Clare, Limerick go again

The identity of the Munster SHC finalists was confirmed in Ennis on Sunday when Clare’s 0-24 to 1-21 draw with All-Ireland champions Limerick confirmed that they will meet again at Semple Stadium on June 5 with the provincial honors to be decided between these neighbors and fierce rivals.

Such was the quality of Sunday’s game that nobody will want to miss the replay, but for Limerick fans, the more pressing matter is the availability of star forward Gearoid Hegarty who received a second yellow card and a red from referee Colm Lyons late on.

Limerick were livid with the decision and will now appeal it according to manager John Kiely after Diarmaid Byrnes rescued the draw for his side with a late point from a free, his seventh in all.

“We’ve watched it back there on the tape and it’s quite clear that there was no contact. The Clare player basically just grabbed his stomach and jumped straight down on the ground, there was no contact,” said Kiely who confirmed the appeal.

“It’s very disappointing, it was much ado about nothing. It’s a card we’ll expect to be rescinded completely. It is important that decisions are rectified if there is a mistake made. I think it is clear in this instance that there was a mistake made.

“There’s a narrative there at the moment that Gearoid is playing on the edge or doing x, y, or z, and it’s feeding into people’s decision-making. It needs to stop, because it’s going to have a big impact and it’s disappointing to see a player do that. Gearoid is a very experienced player at this stage and he’s well able to cope with that attention and that expectation that might be out there.

“It was a cracking game, there was very little space and both sides really went at it. There was a massive intensity to the game and we will do it all again in a few weeks.”

Asked about a breach of team protocols last week when a Limerick panel member fell the wrong side of the law, Kiely said, “We have moved on from that. They say a week is a long time in politics. It is even longer in sport.”

Clare manager Brian Lohan again reserved special praise for the talismanic Tony Kelly who scored 16 of his team’s tally of 24 points. “We see it every single training session. He’s just a top guy in every area that you look, regardless of what you look at he’s just a top guy and he’s been like that for a long number of years,” said Lohan.
“We had him in UL like and every match that he played he was man of a match or almost every game you know.  He’s just a phenomenal guy.” 

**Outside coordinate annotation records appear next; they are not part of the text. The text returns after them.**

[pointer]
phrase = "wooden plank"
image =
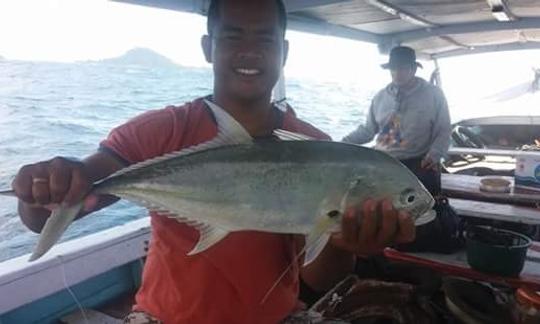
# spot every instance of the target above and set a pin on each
(495, 211)
(493, 152)
(71, 262)
(468, 186)
(456, 265)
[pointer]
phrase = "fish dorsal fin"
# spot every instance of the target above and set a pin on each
(285, 135)
(230, 132)
(209, 235)
(313, 249)
(320, 234)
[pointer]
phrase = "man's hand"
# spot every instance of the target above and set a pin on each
(49, 183)
(372, 227)
(429, 163)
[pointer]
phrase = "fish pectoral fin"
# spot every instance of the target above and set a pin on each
(209, 235)
(54, 227)
(313, 249)
(291, 136)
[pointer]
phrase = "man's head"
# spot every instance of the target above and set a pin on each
(246, 45)
(402, 65)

Cork’s shock win over Deise

Cork threw a cat amongst the pigeons with the 2-22 to 1-19 win over Waterford at Walsh Park that keeps their own Championship hopes for the season alive and leaves the Deise sweating ahead of the final round of games in the Munster SHC next weekend.

The win was no more than the Rebels deserved on a day when Patrick Horgan became the highest scorer in hurling Championship history as he moved onto a grand tally of 22-505 (571 points) in 69 matches after scoring four points in this win to surpass Joe Canning.

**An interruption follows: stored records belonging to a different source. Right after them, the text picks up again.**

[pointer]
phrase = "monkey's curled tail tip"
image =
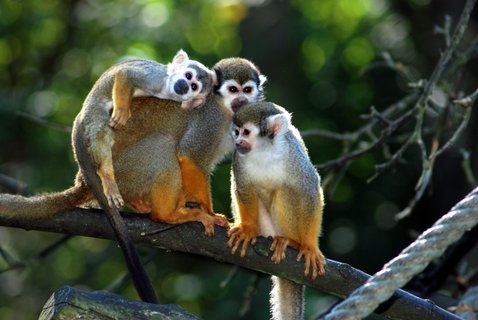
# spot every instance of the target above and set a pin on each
(40, 206)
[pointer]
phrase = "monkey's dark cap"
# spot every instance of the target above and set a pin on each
(239, 69)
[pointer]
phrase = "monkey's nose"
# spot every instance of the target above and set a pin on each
(181, 87)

Rebels boss Kieran Kingston led the praise for Horgan when he said, “It’s unbelievable. To have done what he has done, for hurling, and not just in Cork. And what he continues to do. And nationally, a player who has only played in two All-Ireland finals throughout his career, but still has that record of scoring – it’s an incredible achievement. An incredible achievement. We all express our congratulations and thanks, for what he has done and what he continues to do.”

For Waterford supremo Liam Cahill it was just a poor day at the office. He commented, “We weren’t good enough, simple as. We hurled like a car on dirty petrol, just chugging along. It is just not acceptable. It is not acceptable to the big Waterford support that came here. It’s terribly, bitterly disappointing.

“Cork bullied us around the field today. That’s something we committed to, in that we wouldn’t allow any team to bully us. From the throw in, we had players that were introduced to proper Munster championship hurling. That’s what it was going to be here. When the questions were really asked around the cut and thrust of championship hurling, we were more or less looking to the officials and out to the line rather than to what was going on between the lines.”

*This roundup first appeared in the May 18 edition of the weekly Irish Voice newspaper, sister publication to IrishCentral.